Christian and Samantha soon joined us and we said goodbye to the hospital contingent and took Samantha home with us.  Christian took Richie’s truck and he and Danny set out to begin the plowing contracts.  Richie would join him when he could with Christian’s truck. 

Mary Kay, Samantha, and I set off for home, settled in, and soon had “Happy Feet” on and Samantha had lunch.  Laura came not too much later to pick Samantha up and take her home.  She had been working and came as soon as she could. 

Laura reminded us that we could have contacted her and she would have come sooner.  We reminded her that to us, this is what families do.  We are oh so privileged to be able to spend time with our granddaughter, it is precious, priceless time.  She is aware of this and when I ask her not to thank us, she does anyway, saying it is above and beyond the call of duty.  Perhaps it is, but not in the “Koerner” book.

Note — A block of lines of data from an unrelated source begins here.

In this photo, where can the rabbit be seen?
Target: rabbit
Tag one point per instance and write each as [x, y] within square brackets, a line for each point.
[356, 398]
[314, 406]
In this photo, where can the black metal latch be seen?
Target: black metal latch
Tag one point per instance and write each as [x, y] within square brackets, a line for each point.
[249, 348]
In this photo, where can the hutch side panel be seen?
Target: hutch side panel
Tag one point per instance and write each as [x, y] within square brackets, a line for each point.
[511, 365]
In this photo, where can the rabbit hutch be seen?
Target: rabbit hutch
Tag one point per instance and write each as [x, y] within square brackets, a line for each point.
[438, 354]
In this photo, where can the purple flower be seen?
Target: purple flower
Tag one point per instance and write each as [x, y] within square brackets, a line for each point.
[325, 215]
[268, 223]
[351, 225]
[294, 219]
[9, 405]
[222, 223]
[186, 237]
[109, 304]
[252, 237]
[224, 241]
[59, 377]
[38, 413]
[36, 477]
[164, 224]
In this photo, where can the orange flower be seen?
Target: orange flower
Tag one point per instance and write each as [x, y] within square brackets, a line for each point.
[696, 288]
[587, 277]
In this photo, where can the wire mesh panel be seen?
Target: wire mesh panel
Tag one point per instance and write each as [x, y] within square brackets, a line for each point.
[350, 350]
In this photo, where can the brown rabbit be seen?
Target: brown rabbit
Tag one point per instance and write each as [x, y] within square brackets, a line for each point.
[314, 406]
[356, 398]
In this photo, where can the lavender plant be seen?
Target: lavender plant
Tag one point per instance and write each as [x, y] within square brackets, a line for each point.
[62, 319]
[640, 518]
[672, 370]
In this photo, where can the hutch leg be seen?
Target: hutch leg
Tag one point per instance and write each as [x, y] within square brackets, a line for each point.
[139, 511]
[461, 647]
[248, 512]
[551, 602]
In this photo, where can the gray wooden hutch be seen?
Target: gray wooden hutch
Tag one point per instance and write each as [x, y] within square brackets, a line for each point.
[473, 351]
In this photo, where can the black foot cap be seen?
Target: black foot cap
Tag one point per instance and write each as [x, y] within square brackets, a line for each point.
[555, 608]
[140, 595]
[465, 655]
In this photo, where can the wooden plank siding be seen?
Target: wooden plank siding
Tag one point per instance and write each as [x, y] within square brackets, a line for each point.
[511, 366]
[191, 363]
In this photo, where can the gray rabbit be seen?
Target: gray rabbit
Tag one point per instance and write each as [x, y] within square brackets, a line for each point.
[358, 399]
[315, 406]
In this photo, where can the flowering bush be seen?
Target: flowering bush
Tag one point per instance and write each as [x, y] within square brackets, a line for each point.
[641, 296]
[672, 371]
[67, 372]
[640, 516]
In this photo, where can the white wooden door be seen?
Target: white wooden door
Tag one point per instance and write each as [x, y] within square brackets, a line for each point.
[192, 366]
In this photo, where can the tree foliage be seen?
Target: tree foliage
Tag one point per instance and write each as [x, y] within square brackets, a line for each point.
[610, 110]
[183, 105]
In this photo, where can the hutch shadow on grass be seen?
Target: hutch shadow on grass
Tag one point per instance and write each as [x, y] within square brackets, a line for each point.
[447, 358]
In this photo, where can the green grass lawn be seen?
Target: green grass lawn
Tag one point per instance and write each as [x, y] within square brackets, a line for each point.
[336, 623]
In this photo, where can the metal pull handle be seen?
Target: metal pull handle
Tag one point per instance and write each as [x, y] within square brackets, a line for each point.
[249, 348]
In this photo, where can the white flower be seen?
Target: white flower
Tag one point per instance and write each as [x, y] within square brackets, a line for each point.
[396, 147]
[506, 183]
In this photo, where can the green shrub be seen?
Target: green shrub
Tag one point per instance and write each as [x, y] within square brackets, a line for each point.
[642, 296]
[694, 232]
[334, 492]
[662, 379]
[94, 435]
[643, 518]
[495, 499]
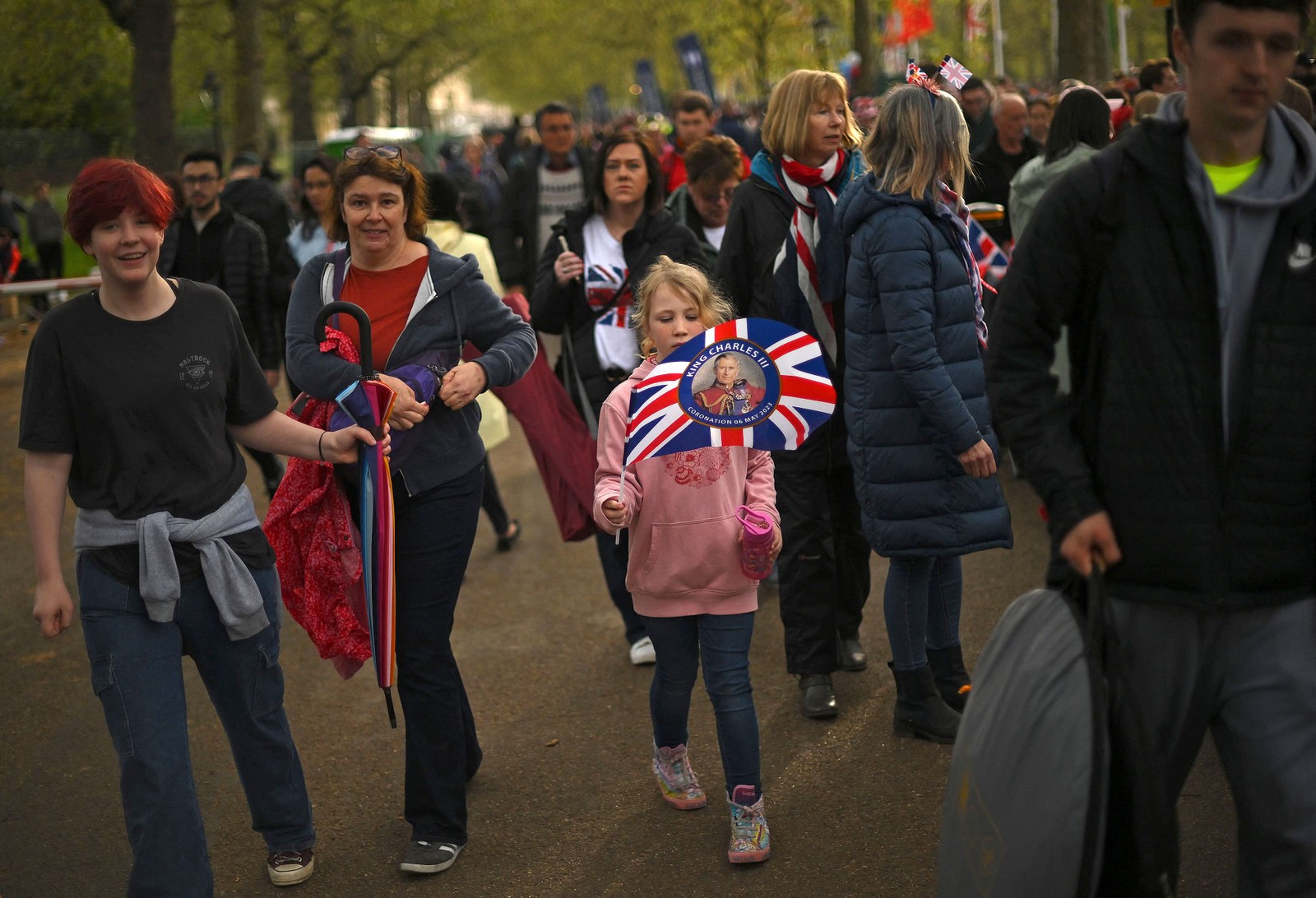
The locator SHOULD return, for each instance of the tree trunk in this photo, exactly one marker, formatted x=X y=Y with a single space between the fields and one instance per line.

I neglected to mention that I had re-shoveled several times.  Also, while at the hospital, I called Hotwire to see if I could cancel the hotel reservation.  I hadn’t gotten insurance to cover the situation and figured I might have to take a loss, but since I am a good customer, they let me off the hook.  They were, as they have always been, prompt, apologetic for any time you spend “on hold” and easy to deal with.

I held myself back from attacking new projects and Mary Kay and I vegged out in front of the TV watching the latest movie by Drew Barrymore.  It wasn’t half bad!

The moral of the story is, you never ever know what to expect in the Koerner household.  We really know how to have fun!